U.S. artist Leroy Campbell

U.S. artist Leroy Campbell arrived in Turkey to hold a series of creative workshops between March 6 and 21 as part of International Women’s Day (March 8) activities.

After holding a creative workshop under the theme of “Happy Memories” at the Children Care House for Girls in Ankara, Campbell met youngsters in Isparta, Burdur, and Denizli.

Ankara was the first stop of “Creative Workshops with Leroy Campbell” which runs the theme of “Happy Memories”.  The program was made possible by the cooperation between the U.S. Embassy in Ankara and TOBAV (The State Theatre, Opera and Ballet Employees Foundation), with further contributions and support from the Ministry of Family and Social Policy, Ankara Directorate of Children Care Houses for Girls, the Provincial Directorate of Ministry of Family and Social Policy in Burdur, Denizli Metropolitan Municipality, Hand-in-Hand Foundation for Social Solidarity and Support, and the Western Mediterranean Development Agency (BAKA).
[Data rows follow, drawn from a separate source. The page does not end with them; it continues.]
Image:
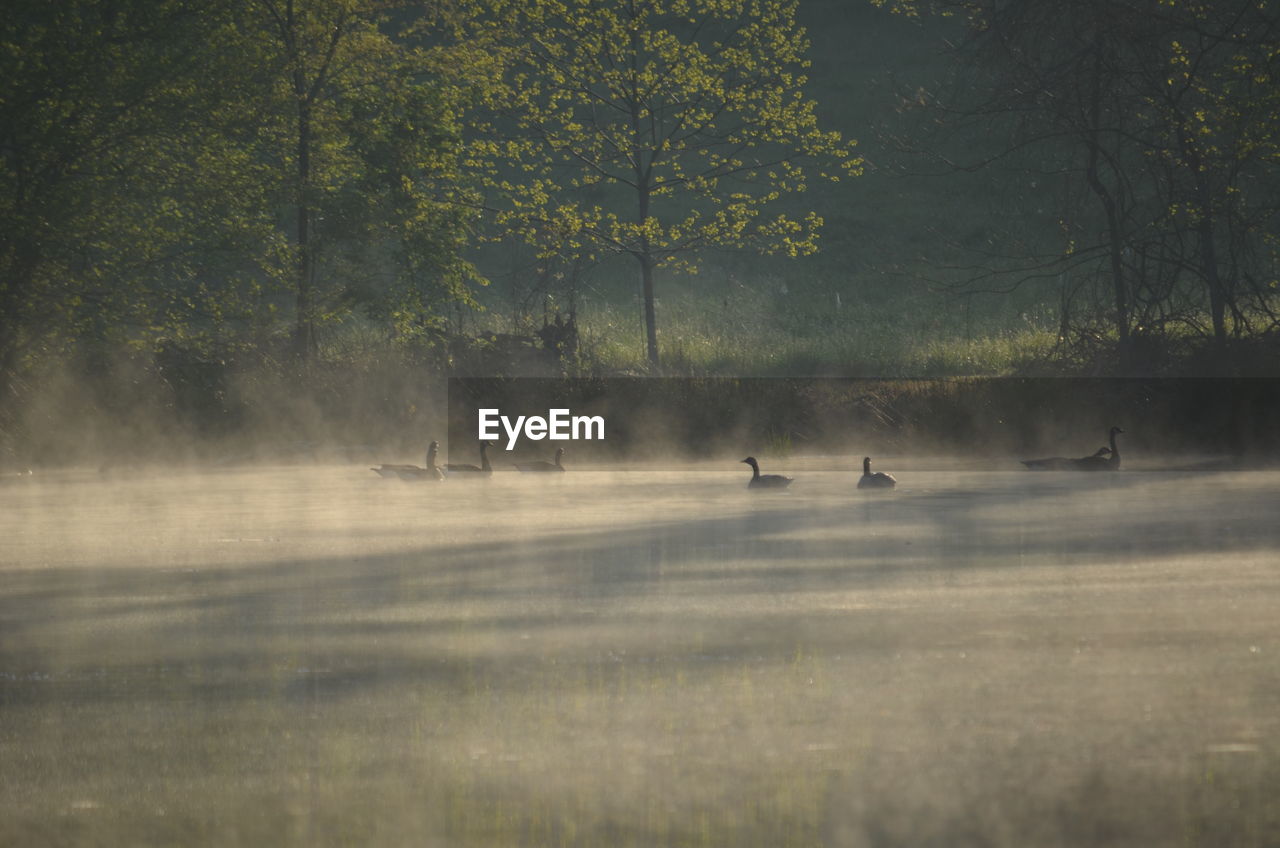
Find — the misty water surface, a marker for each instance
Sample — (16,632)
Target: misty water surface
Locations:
(319,656)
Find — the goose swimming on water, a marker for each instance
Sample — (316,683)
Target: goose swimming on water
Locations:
(764,481)
(543,465)
(877,481)
(1105,459)
(462,468)
(414,472)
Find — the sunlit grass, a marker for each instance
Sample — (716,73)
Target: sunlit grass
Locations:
(745,337)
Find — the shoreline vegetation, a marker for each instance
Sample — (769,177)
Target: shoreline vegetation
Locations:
(132,410)
(272,235)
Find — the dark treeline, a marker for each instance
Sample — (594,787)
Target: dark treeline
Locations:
(1148,131)
(202,205)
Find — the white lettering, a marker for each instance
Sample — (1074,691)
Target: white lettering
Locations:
(488,419)
(512,432)
(558,422)
(588,422)
(558,425)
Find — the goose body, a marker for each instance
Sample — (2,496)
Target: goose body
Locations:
(543,465)
(1105,459)
(877,481)
(462,468)
(764,481)
(430,472)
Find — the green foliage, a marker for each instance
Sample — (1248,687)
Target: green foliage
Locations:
(654,128)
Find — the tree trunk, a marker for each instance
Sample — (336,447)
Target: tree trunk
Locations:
(650,315)
(1110,208)
(304,337)
(645,258)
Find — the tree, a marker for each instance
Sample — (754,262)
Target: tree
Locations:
(1164,113)
(95,112)
(654,128)
(362,130)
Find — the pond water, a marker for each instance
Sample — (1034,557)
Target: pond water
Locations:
(312,655)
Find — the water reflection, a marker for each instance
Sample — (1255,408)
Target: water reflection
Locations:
(312,655)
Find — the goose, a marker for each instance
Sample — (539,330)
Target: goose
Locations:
(414,472)
(543,465)
(764,481)
(877,481)
(1105,459)
(462,468)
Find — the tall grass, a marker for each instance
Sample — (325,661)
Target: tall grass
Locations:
(810,333)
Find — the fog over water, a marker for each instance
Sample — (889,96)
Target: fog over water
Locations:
(312,655)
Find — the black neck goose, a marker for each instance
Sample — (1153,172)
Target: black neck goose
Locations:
(764,481)
(1105,459)
(414,472)
(877,481)
(543,465)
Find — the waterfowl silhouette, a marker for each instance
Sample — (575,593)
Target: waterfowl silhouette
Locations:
(543,465)
(877,481)
(764,481)
(1105,459)
(462,468)
(414,472)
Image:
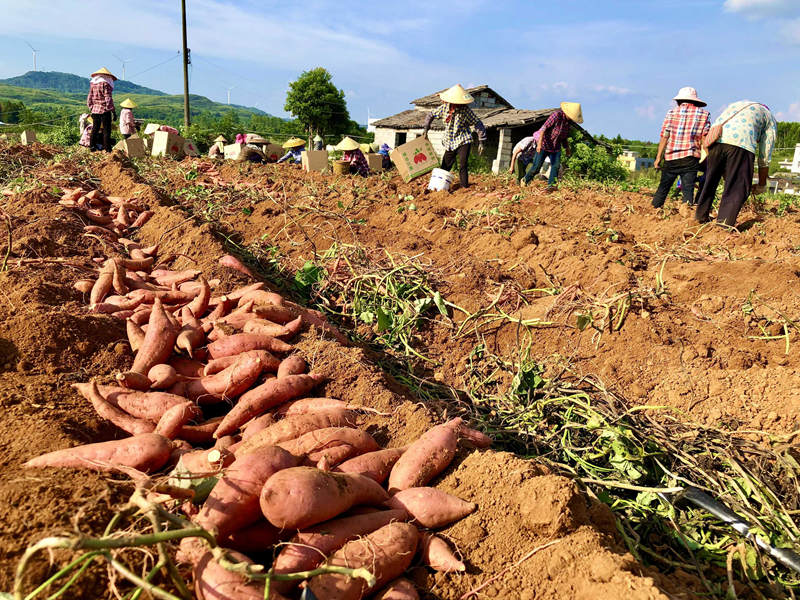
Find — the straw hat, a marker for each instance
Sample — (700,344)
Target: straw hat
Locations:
(573,111)
(347,143)
(456,95)
(294,143)
(104,71)
(254,138)
(688,94)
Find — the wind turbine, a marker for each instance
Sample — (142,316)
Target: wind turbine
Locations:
(34,54)
(124,62)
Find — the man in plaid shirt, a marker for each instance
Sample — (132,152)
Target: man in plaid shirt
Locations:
(682,135)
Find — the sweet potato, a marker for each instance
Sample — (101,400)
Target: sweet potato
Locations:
(260,399)
(258,537)
(158,341)
(387,553)
(253,426)
(399,589)
(145,452)
(103,284)
(214,582)
(304,496)
(135,334)
(292,365)
(426,457)
(175,417)
(118,417)
(269,362)
(293,427)
(314,443)
(307,549)
(430,507)
(162,376)
(234,501)
(375,465)
(229,383)
(234,263)
(437,554)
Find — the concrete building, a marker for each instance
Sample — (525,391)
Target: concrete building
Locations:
(633,162)
(505,125)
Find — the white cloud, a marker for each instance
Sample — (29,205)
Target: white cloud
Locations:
(762,8)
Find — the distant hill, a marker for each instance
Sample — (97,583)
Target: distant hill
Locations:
(71,84)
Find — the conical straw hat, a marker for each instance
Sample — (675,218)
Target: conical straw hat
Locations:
(347,143)
(573,111)
(104,71)
(456,95)
(294,143)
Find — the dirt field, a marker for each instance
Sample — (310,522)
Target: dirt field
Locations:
(664,312)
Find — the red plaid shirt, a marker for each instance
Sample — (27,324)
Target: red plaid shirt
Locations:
(686,125)
(99,99)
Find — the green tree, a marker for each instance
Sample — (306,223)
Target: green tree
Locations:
(318,104)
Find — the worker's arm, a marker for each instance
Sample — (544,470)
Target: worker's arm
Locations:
(661,145)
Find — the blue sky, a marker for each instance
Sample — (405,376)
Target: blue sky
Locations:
(623,59)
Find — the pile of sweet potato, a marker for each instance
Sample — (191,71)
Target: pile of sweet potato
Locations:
(217,394)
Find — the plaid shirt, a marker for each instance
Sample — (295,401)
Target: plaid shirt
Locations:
(554,132)
(686,126)
(357,161)
(99,99)
(457,130)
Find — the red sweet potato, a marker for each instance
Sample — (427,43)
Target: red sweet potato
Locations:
(375,465)
(118,417)
(234,501)
(162,376)
(304,496)
(426,457)
(145,452)
(158,341)
(307,549)
(242,342)
(174,418)
(262,398)
(226,384)
(430,507)
(292,365)
(399,589)
(387,553)
(438,556)
(293,427)
(269,362)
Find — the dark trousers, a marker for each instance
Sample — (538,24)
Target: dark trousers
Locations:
(686,169)
(735,165)
(449,159)
(101,124)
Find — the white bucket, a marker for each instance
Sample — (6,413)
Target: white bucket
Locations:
(441,180)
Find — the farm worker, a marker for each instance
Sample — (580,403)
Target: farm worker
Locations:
(217,149)
(127,126)
(354,155)
(522,156)
(682,134)
(295,147)
(748,128)
(549,140)
(101,105)
(458,119)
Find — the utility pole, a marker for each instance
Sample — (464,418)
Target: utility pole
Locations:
(186,61)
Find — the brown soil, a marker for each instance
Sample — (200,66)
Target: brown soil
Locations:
(690,349)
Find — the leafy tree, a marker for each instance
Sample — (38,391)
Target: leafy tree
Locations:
(317,104)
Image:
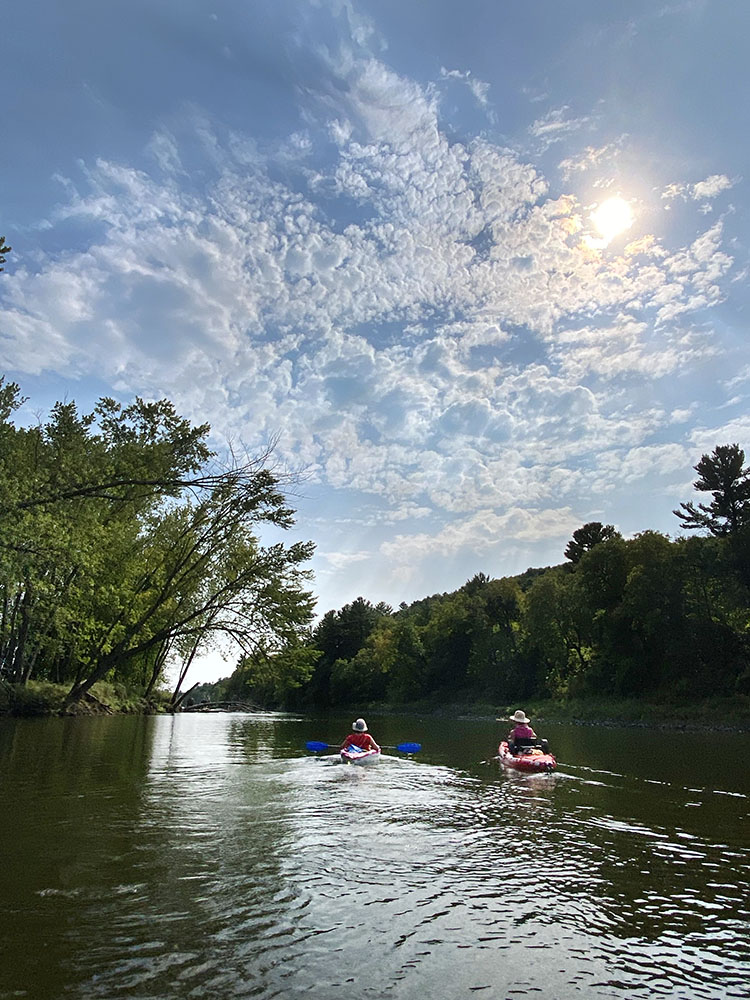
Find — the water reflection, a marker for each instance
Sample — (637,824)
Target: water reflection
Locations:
(209,856)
Campbell held a workshop for students at the Children Care House for Girls in Ankara between March 7 and 9.

Approximately 60 female students who participated in the workshop made drawings using Campbell’s unique artistic technique. On the second day of the workshop, in which Campbell paid special attention to each student, the U.S. Ambassador to Turkey’s wife Holly Holzer Bass also took part in the creative workshop and drew together with the girls.  During the event, both Campbell and Holzer Bass highlighted the importance of young women gaining new skills through education and empowering them to become self-confident and self-sufficient individuals.
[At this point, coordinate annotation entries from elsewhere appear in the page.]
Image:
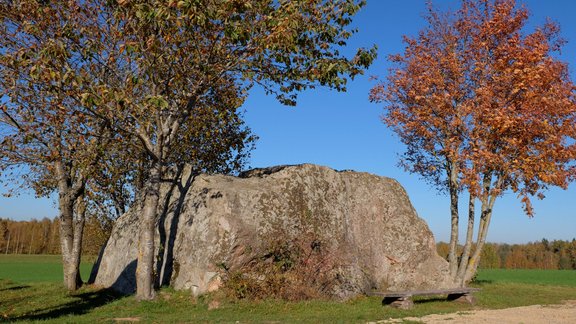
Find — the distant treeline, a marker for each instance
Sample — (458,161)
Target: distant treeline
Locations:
(553,255)
(43,236)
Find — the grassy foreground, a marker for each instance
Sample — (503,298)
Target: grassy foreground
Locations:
(24,296)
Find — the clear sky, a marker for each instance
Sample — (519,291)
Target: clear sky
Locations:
(343,130)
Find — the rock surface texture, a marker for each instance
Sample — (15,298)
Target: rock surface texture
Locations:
(369,220)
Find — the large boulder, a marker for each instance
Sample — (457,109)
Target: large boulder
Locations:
(368,220)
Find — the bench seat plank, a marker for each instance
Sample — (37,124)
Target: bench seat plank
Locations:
(410,293)
(403,299)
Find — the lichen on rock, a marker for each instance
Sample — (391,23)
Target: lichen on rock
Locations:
(366,219)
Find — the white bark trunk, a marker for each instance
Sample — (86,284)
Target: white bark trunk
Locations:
(145,268)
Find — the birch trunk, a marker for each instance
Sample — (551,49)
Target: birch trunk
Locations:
(70,263)
(469,239)
(453,188)
(145,269)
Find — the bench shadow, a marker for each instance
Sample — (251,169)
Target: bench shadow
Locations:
(84,303)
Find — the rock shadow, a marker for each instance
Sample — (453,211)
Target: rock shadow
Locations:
(84,303)
(181,184)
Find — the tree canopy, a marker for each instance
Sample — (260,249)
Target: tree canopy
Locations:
(168,77)
(482,107)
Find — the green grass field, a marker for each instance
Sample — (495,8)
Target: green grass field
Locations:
(31,290)
(539,277)
(36,268)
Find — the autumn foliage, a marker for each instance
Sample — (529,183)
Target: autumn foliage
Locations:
(483,107)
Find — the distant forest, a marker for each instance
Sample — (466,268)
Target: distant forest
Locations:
(552,255)
(42,237)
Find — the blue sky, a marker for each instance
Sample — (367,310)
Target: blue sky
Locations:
(343,130)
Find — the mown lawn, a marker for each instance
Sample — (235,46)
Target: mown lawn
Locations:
(46,300)
(36,268)
(540,277)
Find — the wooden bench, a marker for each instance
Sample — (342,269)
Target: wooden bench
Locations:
(403,299)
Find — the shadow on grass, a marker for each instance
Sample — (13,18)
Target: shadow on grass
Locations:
(15,288)
(483,282)
(82,304)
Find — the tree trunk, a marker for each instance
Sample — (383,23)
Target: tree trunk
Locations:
(469,239)
(145,269)
(70,231)
(8,244)
(453,187)
(70,261)
(488,201)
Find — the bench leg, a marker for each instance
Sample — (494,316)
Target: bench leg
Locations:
(399,302)
(462,298)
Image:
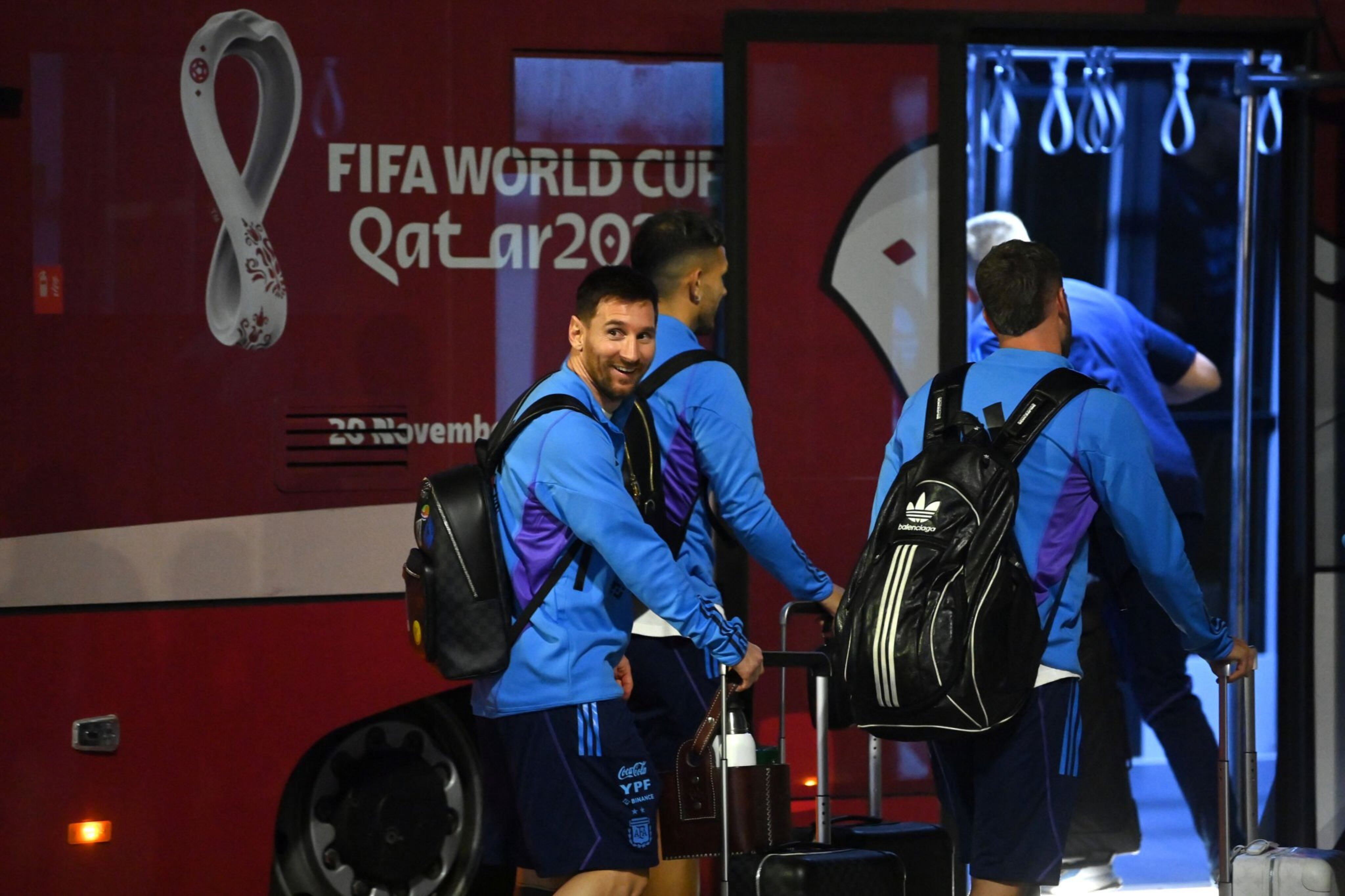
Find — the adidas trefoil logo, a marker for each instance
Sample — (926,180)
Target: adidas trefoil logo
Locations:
(922,512)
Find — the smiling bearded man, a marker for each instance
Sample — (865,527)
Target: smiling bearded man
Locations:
(571,793)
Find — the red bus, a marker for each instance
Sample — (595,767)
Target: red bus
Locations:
(268,269)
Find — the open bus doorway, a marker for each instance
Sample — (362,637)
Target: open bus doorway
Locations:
(1126,163)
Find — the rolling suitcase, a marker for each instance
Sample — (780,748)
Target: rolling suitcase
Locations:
(926,851)
(804,870)
(1264,868)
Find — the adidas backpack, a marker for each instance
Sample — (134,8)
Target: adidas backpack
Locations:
(939,632)
(459,598)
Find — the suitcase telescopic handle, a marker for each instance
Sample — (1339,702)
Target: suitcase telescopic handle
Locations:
(814,608)
(821,666)
(794,606)
(1247,695)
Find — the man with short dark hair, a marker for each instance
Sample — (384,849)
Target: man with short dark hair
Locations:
(704,425)
(571,792)
(1136,358)
(1012,789)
Following the activities in Ankara, Campbell was in Isparta between March 11-13 to visit the Hand-in-Hand Foundation for Social Solidarity and Support. His next two stops were Burdur’s Zekai Piribas Support Center for Children between March 14-16, and Denizli Metropolitan Municipality’s “Young Denizli” Painting Club for the two following days. In all of the three cities, Campbell met with youngsters and women.
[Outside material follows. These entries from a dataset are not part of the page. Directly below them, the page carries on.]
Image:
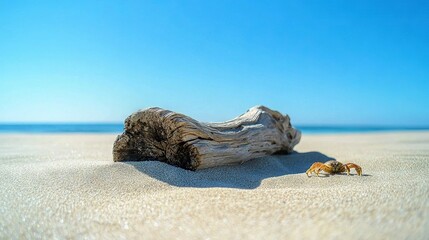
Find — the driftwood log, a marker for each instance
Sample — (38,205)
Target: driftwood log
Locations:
(163,135)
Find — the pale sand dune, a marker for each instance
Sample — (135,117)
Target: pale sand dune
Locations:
(66,186)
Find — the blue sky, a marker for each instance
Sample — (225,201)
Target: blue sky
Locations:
(321,62)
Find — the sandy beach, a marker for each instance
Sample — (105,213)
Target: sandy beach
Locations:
(67,186)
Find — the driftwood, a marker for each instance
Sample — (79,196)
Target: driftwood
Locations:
(158,134)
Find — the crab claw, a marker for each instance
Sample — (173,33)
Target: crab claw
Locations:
(356,167)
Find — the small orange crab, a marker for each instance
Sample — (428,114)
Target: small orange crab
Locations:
(333,167)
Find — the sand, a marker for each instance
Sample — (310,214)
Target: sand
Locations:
(66,186)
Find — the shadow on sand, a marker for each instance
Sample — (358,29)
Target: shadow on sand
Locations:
(245,176)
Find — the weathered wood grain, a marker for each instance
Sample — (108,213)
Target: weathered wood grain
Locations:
(163,135)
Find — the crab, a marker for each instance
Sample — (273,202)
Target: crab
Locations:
(332,167)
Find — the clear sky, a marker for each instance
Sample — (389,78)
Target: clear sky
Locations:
(321,62)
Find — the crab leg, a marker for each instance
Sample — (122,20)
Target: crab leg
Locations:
(356,167)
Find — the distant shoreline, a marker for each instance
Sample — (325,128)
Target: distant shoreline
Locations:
(118,128)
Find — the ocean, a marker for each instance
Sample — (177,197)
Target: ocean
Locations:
(118,128)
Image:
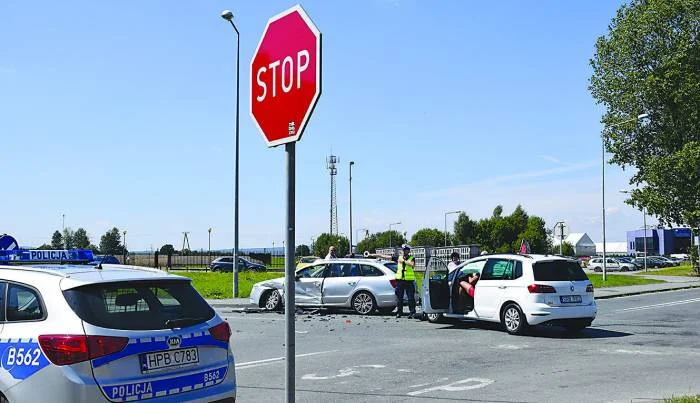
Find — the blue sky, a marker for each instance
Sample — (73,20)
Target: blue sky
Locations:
(121,114)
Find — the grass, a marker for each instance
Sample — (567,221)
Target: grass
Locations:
(683,399)
(684,270)
(618,280)
(220,285)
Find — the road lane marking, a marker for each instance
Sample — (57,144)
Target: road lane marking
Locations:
(458,386)
(661,305)
(258,363)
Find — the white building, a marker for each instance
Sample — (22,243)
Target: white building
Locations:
(583,245)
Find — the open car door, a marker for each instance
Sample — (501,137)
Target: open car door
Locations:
(435,291)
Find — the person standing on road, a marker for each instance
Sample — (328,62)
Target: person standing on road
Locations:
(405,282)
(331,253)
(454,262)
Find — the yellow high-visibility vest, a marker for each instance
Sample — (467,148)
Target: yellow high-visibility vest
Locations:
(405,272)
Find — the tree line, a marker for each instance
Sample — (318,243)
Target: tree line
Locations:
(110,242)
(494,234)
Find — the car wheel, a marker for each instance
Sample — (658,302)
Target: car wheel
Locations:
(273,300)
(513,319)
(363,303)
(435,317)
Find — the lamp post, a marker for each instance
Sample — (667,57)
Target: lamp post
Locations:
(124,247)
(644,213)
(446,214)
(602,138)
(351,164)
(228,16)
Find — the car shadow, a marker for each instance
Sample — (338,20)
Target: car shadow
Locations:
(542,331)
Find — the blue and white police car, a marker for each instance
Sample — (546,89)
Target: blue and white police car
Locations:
(108,333)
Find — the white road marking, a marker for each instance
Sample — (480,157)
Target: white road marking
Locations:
(662,305)
(258,363)
(458,386)
(428,383)
(342,373)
“The experience that I just had in three days was perfect. I have just experienced so much love, so much affection, and so much kindness and care from these girls. I could relate to them because I too grew up with pain of my childhood. My family was dysfunctional, my father beating my mother throughout my grade school years, and their eventually leaving us— me, and my brothers and sisters while we were all in high school. So I know what they are feeling about themselves, the lack of self-esteem, not having the love of the family. So, it is important to show that love. Love gave me a new path in life. That is what I wanted to do here. I am here to give the same love to them. In life, don’t give up on looking forward,” said Campbell.

“Art is medicine. It is therapy. For me, my art literally saved my spirit life, and made me find my place in life. I am in Turkey right now because of my art,” he commented. “Art allows you to get access to your potential, and you need to know that you have potential.”

South Carolina native and New York City ripened fine artist Leroy Campbell has no formal training in arts. His work is inspirited with such venerated artists as Jacob Lawrence and Charles Motley, and infused with Gullah – Geechee roots, post Renaissance vibes of Harlem and Brooklyn, and the 1980s African cultural resurgence.

Through nostalgic scenes and universal themes, he illustrates the art of storytelling using mélanges of acrylic, paper, tapestries and organic materials. His work is a fusion of art and history that celebrates family and community culture.